A la disminución se suma lo que ellos denominan "tarifas predatorias", como el valor del pasaje a Mar del Plata, que cuesta hoy 18 pesos, cuando debería rondar los 30. Para llegar hasta Posadas, en tanto, se deben pagar 20 pesos.
"La desregulación que se aplicó en el 92 fue terrorífica, porque destruyó el sector. Hoy hay una sobreoferta tremenda que lleva a que existan tarifas ilógicas. El Estado tendría que ver cómo se achica el sector", consideró Maihlos.
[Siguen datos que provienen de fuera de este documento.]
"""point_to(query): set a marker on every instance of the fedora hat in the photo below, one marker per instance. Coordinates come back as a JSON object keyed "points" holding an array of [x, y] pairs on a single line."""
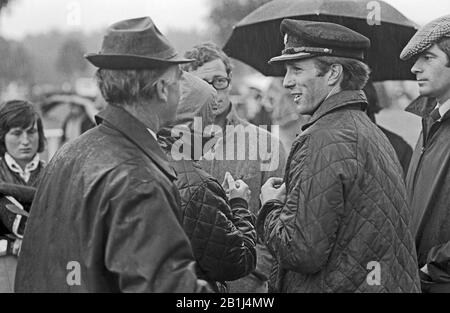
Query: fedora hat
{"points": [[135, 44]]}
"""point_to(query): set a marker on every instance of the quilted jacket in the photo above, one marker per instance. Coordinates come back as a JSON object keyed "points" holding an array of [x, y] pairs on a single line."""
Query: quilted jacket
{"points": [[222, 234], [106, 217], [345, 224]]}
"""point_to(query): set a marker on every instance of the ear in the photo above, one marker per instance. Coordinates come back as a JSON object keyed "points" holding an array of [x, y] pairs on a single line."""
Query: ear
{"points": [[336, 72], [162, 90]]}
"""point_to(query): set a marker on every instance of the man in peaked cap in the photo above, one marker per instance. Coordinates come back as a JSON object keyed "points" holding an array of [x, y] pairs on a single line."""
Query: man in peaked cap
{"points": [[106, 215], [428, 179], [338, 222]]}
Sobre este escenario, la Subsecretaría de Transporte Terrestre (que depende del secretario Jorge Kogan) aseguró que iniciará un estudio para conocer la demanda real y reordenar las trazas que hoy explotan alrededor de 130 empresas.
Quieren a La Internacional
La Internacional, la última empresa que quedó en la banquina, intenta ser adquirida ahora por una unión transitoria de empresas, entre las que se encuentra Flecha Bus (que adquirió dos meses atrás, por 22 millones de dólares, a la quebrada Chevallier).
La UTE conformada por compañías agrupadas en la Cámara Empresaria de Larga Distancia (Celadi) -que no respondió a las reiteradas llamadas de La Nación - presentará una propuesta al Gobierno para quedarse con las rutas que cubría esta empresa.
Esa UTE se comprometió a absorber a los 300 empleados de la línea, a quienes se les dio un anticipo de 600 pesos para aquietar los ánimos mientras dura la negociación, tras la huelga por 29 horas que paralizó Retiro el 13 de julio último y que dejó varados a 40 mil pasajeros.